Bu imzalar ve öneriler başta Gıda, Tarım ve Hayvancılık Bakanlığı yetkilileri olmak üzere büyükşehir belediyelerine iletilecek.
Bu konuda yapılmış araştırmalar tehlikeli sinyaller vermektedir.
Örneğin Gıda Mühendisi Dr. Bülent Şık ve çalışma arkadaşları tarafından Akdeniz Üniversitesi Gıda Güvenliği ve Tarımsal Araştırmalar Merkezi’nde yapılan araştırma sonuçlarına göre…
2013 ve 2014 yıllarında semt pazarlarından tesadüfi olarak toplanan ve en çok tüketilen domates, biber, hıyar, kabak, patlıcan, portakal ve çilek gibi sebze ve meyveler laboratuvarda pestisit (tarımsal ilaç) analizine tabi tutulmuş ve maksimum kalıntı limitlerini aşan gıdaların oranı yüzde 25 olarak bulunmuştur.
Oysa Gıda Tarım ve Hayvancılık Bakanlığı yaptığı denetim çalışmalarında yasal limitleri aşan pestisit kalıntılı gıda maddelerinin yüzde 1-2 oranında olduğunu açıklıyordu.
Bu açıklamanın doğru olmadığını ve ortada halk sağlığı açısından ciddi bir sorun olduğu düşünülüyor.
Bu limitleri (pestisit düzeylerini) aşan gıdalar resmi kuruluşlarca da insan sağlığına zararlı yani tüketilemez kabul edilmektedir.
Üstelik hormonal sistem bozucu olarak nitelenen bazı pestisitler yasal limitlerin altında olsa bile sağlığa zarar verebilmektedir.
Analiz edilen örneklerin kabaca üçte biri hormonal sistem bozucu olarak nitelenen en az bir pestisit kalıntısı içermektedir.
Ayrıca araştırmada analiz edilen örneklerin yüzde 85’inde bir adetten fazla sayıda pestisit kalıntısı tespit edilmiştir.
Bazı ürünlerin on üçe kadar çıkan pestisit kalıntısı içerdiği saptanmıştır.

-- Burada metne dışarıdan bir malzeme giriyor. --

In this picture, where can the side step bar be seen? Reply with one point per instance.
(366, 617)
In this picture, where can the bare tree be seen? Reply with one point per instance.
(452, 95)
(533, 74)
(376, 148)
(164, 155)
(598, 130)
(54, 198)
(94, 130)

Tek başına bakıldığında kalıntı limitinin altında kalmakla birlikte toksik kimyasalların bir arada olduğu bir durumda ne tür sağlık riskleri yaratacağının belirsizliğini koruması nedeniyle ürünlerde kalıntı limitlerini aşmasa bile birden fazla sayıda pestisit çıkması ayrı bir sağlık tehdidi oluşturmaktadır.
Gıdalarımızın içindeki bu zehirlerin çok çeşitli sağlık etkileri bulunmaktadır.
Bu etkilerin başında farklı organ ve doku kanserleri yer alır.
Bunun yanında hormon sistemi ve doğurganlık, kalp-dolaşım sistemi, sinir sistemi ve bağışıklık sistemleri de olumsuz etkilenmektedir.
Ayrıca genetik hasara bağlı olarak doğumsal anormallikler, organlarda işlevsel bozukluklara neden olabilirler.
Üstelik birçok sayıda kimyasalın birleşik etkisi bu sağlık sorunlarının şiddetini ve çeşitliliğini artırmaktadır.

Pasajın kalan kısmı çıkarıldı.